In lieu of an abstract, here is a brief excerpt of the content:

Reviewed by:
  • Esclaves et maîtres. Les mamelouks des beys de Tunis du XVIIe siècle aux années 1880 by M’hamed Oualdi
  • Thomas Glesener
M’hamed Oualdi
Esclaves et maîtres. Les mamelouks des beys de Tunis du XVIIe siècle aux années 1880
Paris, Publications de la Sorbonne, 2011, 499 p.

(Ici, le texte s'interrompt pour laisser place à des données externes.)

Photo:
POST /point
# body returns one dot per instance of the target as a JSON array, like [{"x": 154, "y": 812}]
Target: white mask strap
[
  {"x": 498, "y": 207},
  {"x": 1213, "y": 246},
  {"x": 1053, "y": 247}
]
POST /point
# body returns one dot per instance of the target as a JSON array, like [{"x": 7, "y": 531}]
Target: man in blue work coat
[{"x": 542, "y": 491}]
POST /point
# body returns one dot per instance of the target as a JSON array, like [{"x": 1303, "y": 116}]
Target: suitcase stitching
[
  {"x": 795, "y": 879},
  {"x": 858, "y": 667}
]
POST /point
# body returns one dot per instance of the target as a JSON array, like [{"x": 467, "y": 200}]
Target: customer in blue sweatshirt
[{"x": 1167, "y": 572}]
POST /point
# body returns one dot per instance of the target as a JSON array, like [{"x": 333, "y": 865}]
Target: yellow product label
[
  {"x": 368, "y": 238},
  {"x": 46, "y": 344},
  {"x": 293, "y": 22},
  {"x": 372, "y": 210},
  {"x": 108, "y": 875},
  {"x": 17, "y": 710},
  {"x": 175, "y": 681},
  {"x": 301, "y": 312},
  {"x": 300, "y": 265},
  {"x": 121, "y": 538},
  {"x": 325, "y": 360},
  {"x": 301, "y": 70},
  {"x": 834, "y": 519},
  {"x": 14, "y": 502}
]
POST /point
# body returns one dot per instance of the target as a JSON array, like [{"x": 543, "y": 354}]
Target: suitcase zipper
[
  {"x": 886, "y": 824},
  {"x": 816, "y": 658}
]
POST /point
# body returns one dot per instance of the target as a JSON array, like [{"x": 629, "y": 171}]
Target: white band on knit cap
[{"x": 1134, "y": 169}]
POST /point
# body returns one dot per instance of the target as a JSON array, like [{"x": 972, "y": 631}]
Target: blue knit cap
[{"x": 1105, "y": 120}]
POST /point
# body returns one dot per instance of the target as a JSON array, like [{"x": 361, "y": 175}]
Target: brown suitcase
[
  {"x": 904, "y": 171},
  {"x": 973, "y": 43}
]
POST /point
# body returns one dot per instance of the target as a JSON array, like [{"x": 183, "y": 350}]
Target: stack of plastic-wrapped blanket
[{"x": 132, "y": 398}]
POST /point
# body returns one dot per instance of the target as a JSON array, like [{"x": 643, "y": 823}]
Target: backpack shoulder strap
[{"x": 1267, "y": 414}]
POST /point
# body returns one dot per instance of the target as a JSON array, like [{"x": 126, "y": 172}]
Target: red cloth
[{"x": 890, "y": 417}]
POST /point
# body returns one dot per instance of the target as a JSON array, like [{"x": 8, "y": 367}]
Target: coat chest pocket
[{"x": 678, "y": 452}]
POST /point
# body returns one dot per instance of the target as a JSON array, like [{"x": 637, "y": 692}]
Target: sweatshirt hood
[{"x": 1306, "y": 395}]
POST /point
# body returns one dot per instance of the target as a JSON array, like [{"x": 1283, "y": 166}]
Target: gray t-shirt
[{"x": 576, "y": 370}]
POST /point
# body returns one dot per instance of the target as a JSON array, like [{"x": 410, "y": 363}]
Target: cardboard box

L’histoire des captifs chrétiens en terre d’Islam a souvent servi à entretenir l’idée d’un affrontement permanent entre les deux rives de la Méditerranée. En effet, ces hommes et ces femmes, capturés par les corsaires maghrébins du XVIe au XIXe siècle, ont fait la délectation des partisans du choc des civilisations, tant d’hier que d’aujourd’hui. L’accent mis sur la « traite des Blancs », selon l’expression mise au goût du jour par l’islamophobie savante, a occulté bien des aspects de ce phénomène, en particulier le caractère réciproque des captures et du commerce des captifs, ainsi que les processus d’intégration de ces prisonniers dans les sociétés locales, en Islam comme en Chrétienté.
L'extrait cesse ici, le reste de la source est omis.